Tobbi deixou Igna brincar um pouco mais com os dedos, enquanto tirava ainda mais roupa. Depois puxou a garota para perto de si, beijando-a suavemente no pescoço. Sentindo-a estremecer. Procurou os lábios dela para tentar abafar os gemidos, que não tardaram em vir quando começaram a se mover. Deslizando um sobre o outro com avidez, dando vazão à ardência que se manifestava dentro de ambos. Compartilhando o calor que era o único refúgio contra a gelidez do recinto.

Algum tempo depois, tudo terminou numa sensação explosiva. E reconfortante.


- Não disse que valia a pena vir? - Ouviu a voz de Werlk cutucar as profundezas da sua consciência. - Você se deu bem na noite passada.

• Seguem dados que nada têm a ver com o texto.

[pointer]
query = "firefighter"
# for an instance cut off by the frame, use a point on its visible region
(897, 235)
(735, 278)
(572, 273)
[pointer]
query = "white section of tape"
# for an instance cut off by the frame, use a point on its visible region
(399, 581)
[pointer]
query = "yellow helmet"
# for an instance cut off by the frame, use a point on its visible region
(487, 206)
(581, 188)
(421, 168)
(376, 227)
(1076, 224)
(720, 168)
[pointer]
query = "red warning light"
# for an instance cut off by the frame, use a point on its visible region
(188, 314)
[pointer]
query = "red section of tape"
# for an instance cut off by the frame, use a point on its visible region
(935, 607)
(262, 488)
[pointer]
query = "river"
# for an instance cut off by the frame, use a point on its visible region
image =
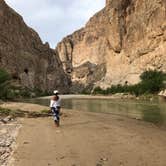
(150, 111)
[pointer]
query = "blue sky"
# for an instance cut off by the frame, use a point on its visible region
(54, 19)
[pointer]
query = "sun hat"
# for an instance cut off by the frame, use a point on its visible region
(56, 92)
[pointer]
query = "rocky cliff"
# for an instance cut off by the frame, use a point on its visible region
(118, 43)
(31, 63)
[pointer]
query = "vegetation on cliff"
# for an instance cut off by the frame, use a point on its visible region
(8, 91)
(152, 82)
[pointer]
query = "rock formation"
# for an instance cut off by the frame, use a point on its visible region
(31, 63)
(125, 38)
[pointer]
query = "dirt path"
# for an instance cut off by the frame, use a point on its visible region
(89, 139)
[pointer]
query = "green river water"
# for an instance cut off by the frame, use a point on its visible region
(150, 111)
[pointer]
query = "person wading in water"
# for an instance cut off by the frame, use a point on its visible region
(55, 106)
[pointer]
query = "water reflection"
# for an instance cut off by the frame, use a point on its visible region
(147, 111)
(154, 112)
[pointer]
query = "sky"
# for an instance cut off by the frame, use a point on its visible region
(55, 19)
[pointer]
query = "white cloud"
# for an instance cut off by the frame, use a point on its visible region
(54, 19)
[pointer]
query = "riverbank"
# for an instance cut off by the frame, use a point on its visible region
(9, 128)
(88, 139)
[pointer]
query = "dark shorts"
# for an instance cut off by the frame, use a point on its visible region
(56, 114)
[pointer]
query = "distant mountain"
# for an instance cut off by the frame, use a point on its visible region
(118, 43)
(31, 63)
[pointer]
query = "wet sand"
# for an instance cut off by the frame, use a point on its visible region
(89, 139)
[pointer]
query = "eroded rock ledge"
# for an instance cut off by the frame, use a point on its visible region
(127, 36)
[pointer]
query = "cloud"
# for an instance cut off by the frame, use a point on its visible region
(54, 19)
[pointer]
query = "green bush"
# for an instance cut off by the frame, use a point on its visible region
(4, 83)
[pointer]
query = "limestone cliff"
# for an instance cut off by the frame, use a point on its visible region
(126, 38)
(31, 63)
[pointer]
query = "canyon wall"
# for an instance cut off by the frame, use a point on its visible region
(31, 63)
(117, 44)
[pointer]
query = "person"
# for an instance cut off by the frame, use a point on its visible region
(55, 106)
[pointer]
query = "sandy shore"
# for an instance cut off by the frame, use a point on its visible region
(89, 139)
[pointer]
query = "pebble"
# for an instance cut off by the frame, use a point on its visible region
(8, 127)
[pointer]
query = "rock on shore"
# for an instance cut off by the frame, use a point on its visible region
(8, 132)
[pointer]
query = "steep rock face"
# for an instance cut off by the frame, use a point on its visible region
(127, 37)
(22, 53)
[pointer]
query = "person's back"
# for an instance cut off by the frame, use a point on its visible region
(55, 106)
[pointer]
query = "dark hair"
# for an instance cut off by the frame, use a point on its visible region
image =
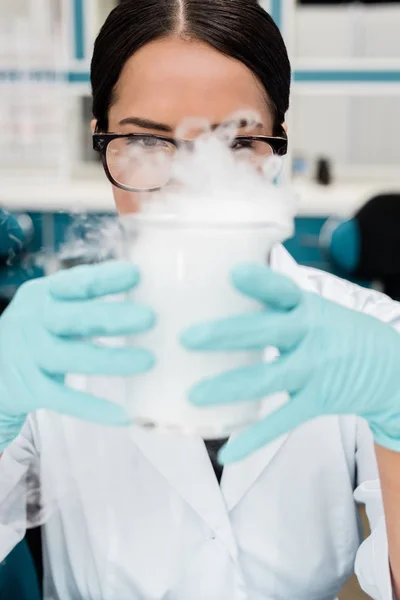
(240, 29)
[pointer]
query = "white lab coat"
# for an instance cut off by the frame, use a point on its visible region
(152, 523)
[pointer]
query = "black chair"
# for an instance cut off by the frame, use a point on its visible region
(367, 247)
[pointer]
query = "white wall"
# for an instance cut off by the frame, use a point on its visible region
(353, 130)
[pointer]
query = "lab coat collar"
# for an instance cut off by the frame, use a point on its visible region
(184, 463)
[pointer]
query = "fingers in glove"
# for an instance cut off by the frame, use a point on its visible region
(58, 357)
(248, 332)
(97, 318)
(250, 383)
(61, 399)
(279, 423)
(266, 286)
(94, 281)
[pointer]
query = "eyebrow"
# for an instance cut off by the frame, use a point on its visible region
(147, 124)
(156, 126)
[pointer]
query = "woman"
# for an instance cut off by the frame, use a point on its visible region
(283, 522)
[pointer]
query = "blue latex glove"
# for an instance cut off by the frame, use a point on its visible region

Tobbi abriu os olhos pesadamente, ainda sem entender o que esse infeliz estava querendo dizer com isso. Inalou o ar frio. O que é que havia acontecido mesmo, para sentir o corpo tão destruído? Estava deitado sobre as ásperas tábuas do piso, sentindo-se mais pesado que um tronco de pinheiro gigante caído sobre a neve. Era... tão difícil se mover. E não era só o corpo. Seus pensamentos pareciam as águas turvas de um lago parado. Dor de cabeça. Ah, tudo isso era apenas maldita ressaca.

De repente, espirrou. Coçou a ponta do nariz com as unhas, fungando. Piscou, abrindo grandemente os olhos. A luz que infiltrava-se por pequenas frestas nas janelas lacradas era branca. Suave. Manhã... Era de manhã!

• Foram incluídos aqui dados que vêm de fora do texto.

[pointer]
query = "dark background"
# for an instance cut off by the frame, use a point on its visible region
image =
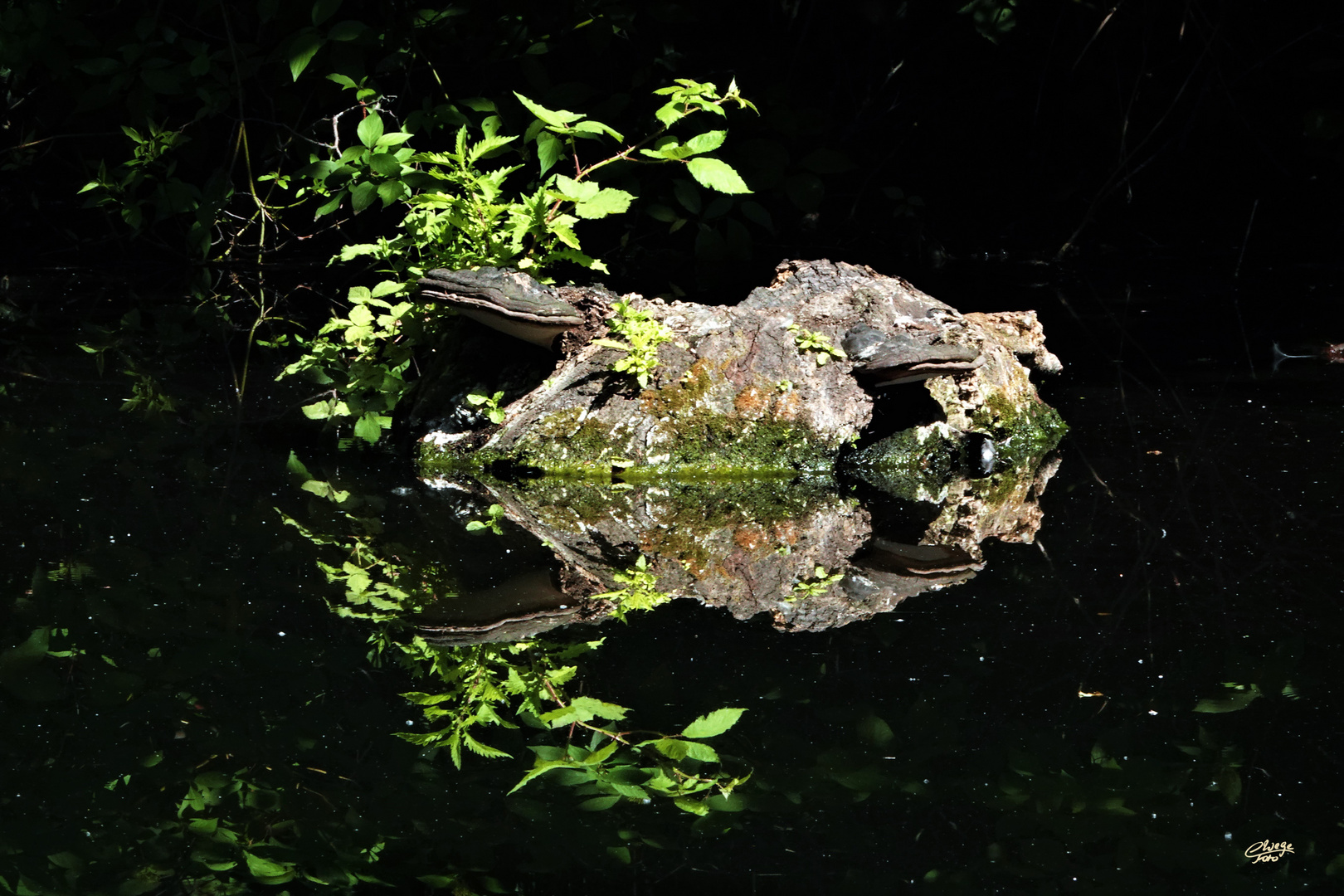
(1064, 132)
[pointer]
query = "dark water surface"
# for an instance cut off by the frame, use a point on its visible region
(1127, 705)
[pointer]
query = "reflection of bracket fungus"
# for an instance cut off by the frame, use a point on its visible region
(700, 470)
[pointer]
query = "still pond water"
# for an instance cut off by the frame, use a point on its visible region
(1142, 700)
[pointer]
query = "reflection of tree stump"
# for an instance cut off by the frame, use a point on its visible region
(718, 472)
(750, 547)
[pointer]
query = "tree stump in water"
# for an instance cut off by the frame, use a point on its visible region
(718, 473)
(754, 387)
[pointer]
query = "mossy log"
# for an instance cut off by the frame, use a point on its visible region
(747, 390)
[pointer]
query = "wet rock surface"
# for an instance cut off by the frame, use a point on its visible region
(719, 475)
(757, 386)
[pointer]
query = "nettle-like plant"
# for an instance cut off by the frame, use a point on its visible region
(470, 207)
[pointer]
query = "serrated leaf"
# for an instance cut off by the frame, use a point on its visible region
(557, 119)
(485, 750)
(487, 145)
(597, 128)
(576, 190)
(700, 751)
(542, 767)
(714, 723)
(672, 748)
(370, 129)
(671, 113)
(717, 175)
(548, 151)
(709, 141)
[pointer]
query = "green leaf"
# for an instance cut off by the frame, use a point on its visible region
(702, 752)
(606, 202)
(576, 190)
(325, 208)
(714, 723)
(370, 426)
(303, 50)
(363, 195)
(694, 806)
(709, 141)
(671, 747)
(717, 175)
(297, 468)
(557, 119)
(390, 191)
(370, 129)
(670, 113)
(318, 410)
(487, 147)
(548, 151)
(485, 750)
(385, 164)
(265, 868)
(687, 195)
(542, 767)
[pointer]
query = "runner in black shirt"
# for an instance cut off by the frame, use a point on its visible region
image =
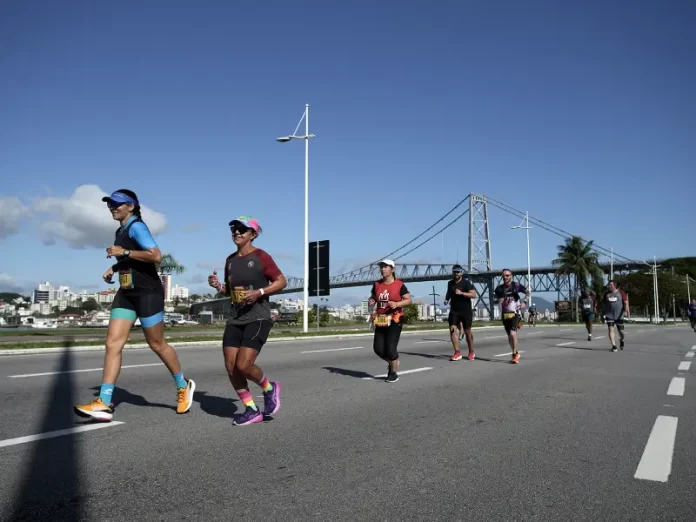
(460, 292)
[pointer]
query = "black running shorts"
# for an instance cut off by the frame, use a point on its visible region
(251, 335)
(464, 318)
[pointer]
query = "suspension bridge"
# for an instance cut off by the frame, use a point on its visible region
(475, 207)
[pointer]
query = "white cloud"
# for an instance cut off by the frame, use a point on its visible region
(82, 220)
(12, 211)
(10, 284)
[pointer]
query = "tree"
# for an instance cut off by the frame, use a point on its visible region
(168, 265)
(410, 313)
(576, 257)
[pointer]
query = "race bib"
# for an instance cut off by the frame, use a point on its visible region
(125, 279)
(382, 320)
(237, 295)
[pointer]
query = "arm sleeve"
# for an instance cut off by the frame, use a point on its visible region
(141, 234)
(270, 269)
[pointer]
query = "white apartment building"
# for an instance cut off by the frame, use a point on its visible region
(180, 292)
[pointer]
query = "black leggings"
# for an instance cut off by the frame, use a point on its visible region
(386, 341)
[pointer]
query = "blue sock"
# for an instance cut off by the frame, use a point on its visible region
(180, 381)
(106, 392)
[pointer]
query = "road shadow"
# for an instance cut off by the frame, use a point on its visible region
(121, 396)
(50, 486)
(224, 407)
(426, 355)
(350, 373)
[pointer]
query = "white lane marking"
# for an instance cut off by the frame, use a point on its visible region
(415, 370)
(676, 386)
(656, 462)
(333, 349)
(507, 353)
(78, 371)
(58, 433)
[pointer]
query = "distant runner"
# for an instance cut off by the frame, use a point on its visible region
(508, 296)
(389, 295)
(460, 292)
(615, 309)
(251, 276)
(588, 305)
(692, 313)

Pensamentos começaram a brotar, como bolhas em água fervente. Agora lembrava tudo o que acontecera na noite passada. Lembrava... de tudo. Mas isso não tinha importância nenhuma, perto do fato de que já era de manhã. Não uma qualquer. O retorno do séquito do seu pai, que tinha ido resolver uma questão na capital, Sokobalmi. Dois dias de viagem; cinco de duração. Droga, não era como se tivesse verdadeira disposição de levantar cedo para estar presente na cerimônia de recepção do landzkaar, mas era questão de respeito. E obrigação. A estas horas, sua mãe e as criadas estariam procurando-o como loucas para "torná-lo apresentável". Era o mais provável. Isso, ou já perdera a cerimônia de recepção... e isso sim seria um problema.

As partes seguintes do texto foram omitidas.